North Dakota coal companies are hoping to have a hand in solving the nation’s supply problem of rare earth elements.
Europium, dysprosium, erbium, terbium, neodymium, holmium, scandium, lutetium, and yttrium, are just a few of these valuable materials.
“They’re used in pretty much all of our modern electronics,” said Steve Benson, associate vice president for research at the Energy and Environmental Research Center in Grand Forks.
Magnets, hard drives, alloys, batteries, catalysts in cars, lasers, even coal’s cleaner energy cousins wind turbines and solar panels rely on rare earth elements - and could, in turn, rely on lignite coal.
And in the defense industry, these elements are needed for night vision goggles and hard coatings.
“That turns it into a national security issue,” said Benson. “That’s one of reasons there’s a lot of funding for this.”
Globally, rare earth elements make up a $7 trillion market and support $500 billion to $600 billion in other industries.

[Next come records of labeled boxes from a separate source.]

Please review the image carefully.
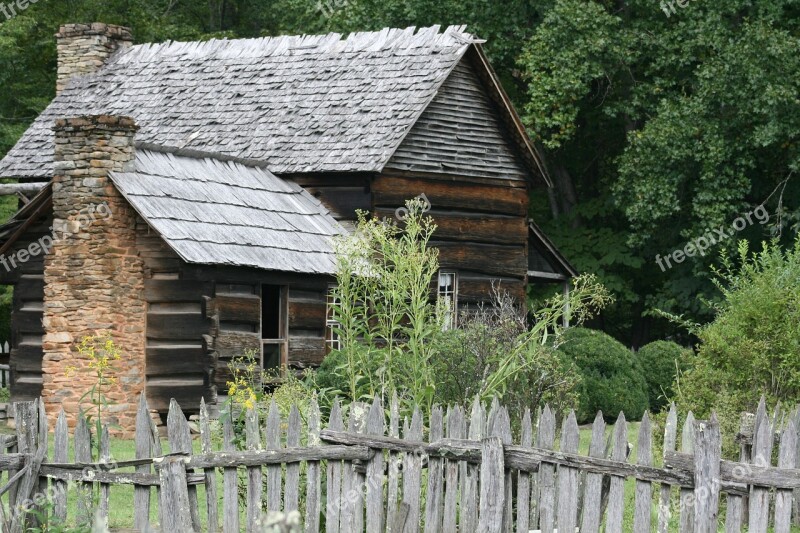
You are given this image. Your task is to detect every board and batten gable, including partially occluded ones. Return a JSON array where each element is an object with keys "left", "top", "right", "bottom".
[{"left": 372, "top": 55, "right": 531, "bottom": 305}]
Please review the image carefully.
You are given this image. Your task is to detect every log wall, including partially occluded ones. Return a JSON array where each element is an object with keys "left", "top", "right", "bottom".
[
  {"left": 0, "top": 216, "right": 53, "bottom": 402},
  {"left": 138, "top": 221, "right": 332, "bottom": 413}
]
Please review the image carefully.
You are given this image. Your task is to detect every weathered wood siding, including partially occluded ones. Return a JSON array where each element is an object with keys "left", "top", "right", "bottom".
[
  {"left": 372, "top": 57, "right": 529, "bottom": 305},
  {"left": 0, "top": 216, "right": 53, "bottom": 402},
  {"left": 386, "top": 58, "right": 528, "bottom": 182},
  {"left": 162, "top": 260, "right": 332, "bottom": 412},
  {"left": 137, "top": 219, "right": 216, "bottom": 412}
]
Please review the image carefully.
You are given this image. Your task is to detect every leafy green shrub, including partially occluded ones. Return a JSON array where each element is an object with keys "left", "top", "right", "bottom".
[
  {"left": 675, "top": 240, "right": 800, "bottom": 451},
  {"left": 559, "top": 328, "right": 648, "bottom": 423},
  {"left": 433, "top": 291, "right": 580, "bottom": 415},
  {"left": 636, "top": 341, "right": 691, "bottom": 412}
]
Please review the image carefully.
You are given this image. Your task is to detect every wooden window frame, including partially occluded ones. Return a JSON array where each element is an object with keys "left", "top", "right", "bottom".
[
  {"left": 258, "top": 283, "right": 289, "bottom": 377},
  {"left": 436, "top": 270, "right": 458, "bottom": 330},
  {"left": 325, "top": 283, "right": 342, "bottom": 355}
]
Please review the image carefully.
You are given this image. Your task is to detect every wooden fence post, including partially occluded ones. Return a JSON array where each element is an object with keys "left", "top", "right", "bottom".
[
  {"left": 442, "top": 406, "right": 466, "bottom": 533},
  {"left": 266, "top": 400, "right": 283, "bottom": 512},
  {"left": 633, "top": 412, "right": 653, "bottom": 531},
  {"left": 658, "top": 403, "right": 678, "bottom": 533},
  {"left": 748, "top": 396, "right": 773, "bottom": 532},
  {"left": 166, "top": 398, "right": 200, "bottom": 531},
  {"left": 531, "top": 405, "right": 556, "bottom": 531},
  {"left": 517, "top": 409, "right": 533, "bottom": 533},
  {"left": 606, "top": 412, "right": 628, "bottom": 533},
  {"left": 283, "top": 405, "right": 302, "bottom": 513},
  {"left": 325, "top": 398, "right": 344, "bottom": 533},
  {"left": 53, "top": 409, "right": 69, "bottom": 523},
  {"left": 459, "top": 398, "right": 486, "bottom": 531},
  {"left": 403, "top": 407, "right": 422, "bottom": 533},
  {"left": 425, "top": 405, "right": 444, "bottom": 533},
  {"left": 134, "top": 393, "right": 153, "bottom": 531},
  {"left": 366, "top": 396, "right": 386, "bottom": 533},
  {"left": 159, "top": 456, "right": 193, "bottom": 532},
  {"left": 478, "top": 437, "right": 505, "bottom": 533},
  {"left": 694, "top": 413, "right": 722, "bottom": 533},
  {"left": 75, "top": 415, "right": 92, "bottom": 524},
  {"left": 386, "top": 392, "right": 405, "bottom": 533},
  {"left": 775, "top": 418, "right": 797, "bottom": 533},
  {"left": 222, "top": 412, "right": 239, "bottom": 533},
  {"left": 556, "top": 411, "right": 580, "bottom": 532},
  {"left": 244, "top": 408, "right": 264, "bottom": 533},
  {"left": 197, "top": 398, "right": 219, "bottom": 533},
  {"left": 581, "top": 411, "right": 606, "bottom": 531},
  {"left": 679, "top": 411, "right": 694, "bottom": 533},
  {"left": 306, "top": 398, "right": 322, "bottom": 533}
]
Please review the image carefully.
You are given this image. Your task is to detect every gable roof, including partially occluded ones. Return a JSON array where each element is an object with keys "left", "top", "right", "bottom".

“So it’s huge,” Benson said. “The challenge that we have is we don’t produce any in the U.S.”
Ever since an ore operation in Mountain Pass, Calif., shut down, the U.S. has been 100 percent dependent on imports, mostly from China, which controls 85 to 90 percent of the world’s supply of rare earth elements.
The problem with this was brought to light in 2011, when China threatened to curtail shipments. The price of europium shot from $500 to $600 per kilogram to $3,000 per kilogram.
“And that’s pretty typical of other rare earth elements, too,” said Mike Holmes, vice president of research and development for the Lignite Energy Council.
Holmes said California production stopped when the cost of refining became too much. The ore in Mountain Pass was dominated by light rare earth elements, like cerium, that aren’t worth as much as the heavy rare earth elements, so the expense didn’t pencil out.
In China, they have an abundance of heavy rare earth elements and it’s easier for the country to extract and concentrate them.
“There’s a lot of work going on to come up with environmentally benign ways to recover and purify rare earth elements,” said Benson, with industry looking for cheaper and easier technologies.
They’re also looking for resources like China has. There are currently 12 to 15 projects across the country. In Appalachia, there’s a project moving into the next phase, scaling up its technology. A demonstration project to determine whether money could be made would be the next step.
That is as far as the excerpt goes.